Riding on a green utility vehicle, Tibbs crosses to an adjacent patch of farmland he leases for corn production and pauses on a peak he said is the second-highest in the county.

Tibbs said he likes to sit and watch the hawks flying overhead and the deer in the field. With the vehicle's engine cut, there is little noise. It is a way of life he believes in.

"To me, that's part of farming. It's part of life. That's why it's in your blood. You don't hear any cars or trucks," he said.

Past the cornfields, single-family houses are sprouting up on what used to be Briney Farm. Tibbs and his wife, Judith, made an offer to buy the farm when the owner, Crawford Briney, died, but there was no way they could outbid developers, Tibbs said.

The houses' prices start in the low $600,000s, according to a billboard ad.

While the county is doing what it can to preserve agricultural land, it is not offering the farmer enough money to be viable, say some lawmakers, such as state Sen. J. Robert Hooper.

"When a developer offers $100,000 for a 1 1/2 - to 2-acre plot of land, the county can't compete with an offer of $4,000 to $5,000 per acre. The county is going to have to up the ante," said Hooper, a Harford Republican.

County funding comes from a real estate transfer tax. Rising real estate rates should bolster those returns, but Hooper said the General Assembly needs to allocate more state funding to preservation programs as well.

Even with a steady annual increase in county easements, some farmers are not convinced agricultural land preservation is the way to go.

Next to Shadow Springs Farm, Nolan Gallion and his son, Nolan Gallion Jr., are weighing options for their 100-acre cattle, hay and soybean farm. Gallion's 15-year-old grandson might not go into the family business.

While preservation is a good option for some farmers, "[it] locks you into one way of thinking. It's all in what you want and what you can or can't see in the extensive future of agriculture in this part [of the state]," Nolan Gallion Jr. said.

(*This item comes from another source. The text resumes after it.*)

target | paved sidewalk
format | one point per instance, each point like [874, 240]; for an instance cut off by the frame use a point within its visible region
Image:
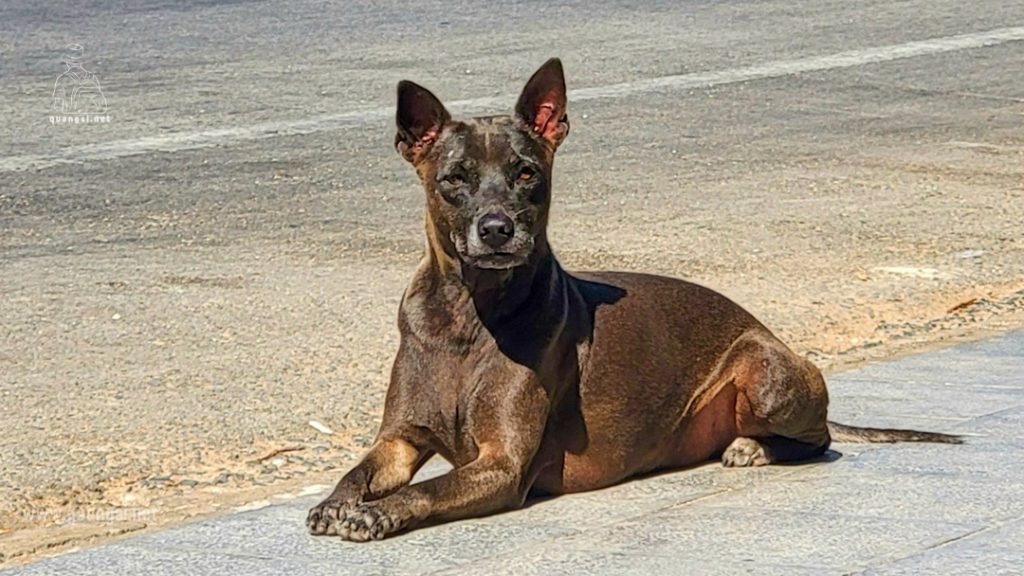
[878, 509]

The Gallions said farming is tough financially and that most farmers must work outside jobs to acquire and maintain a farm.

Gallions' Farm has been their sole business since 1976. The Gallions have looked into county preservation programs but say easement offers are too far off the mark of property values, especially for farmers with no pension plans.

"I could sell 20 acres for 10 building lots for $3.5 million," Gallion said. "It's nice to have open land, but it don't put food on the table."

Developer Jim Lambdin, president of Lambdin Development, whose customers include commercial and residential builders in the area such as Ryan Homes, sees a place for preservation and development.

"I've never thought that preservation is in competition with development," said Lambdin, who also is a Cecil Land Trust board member.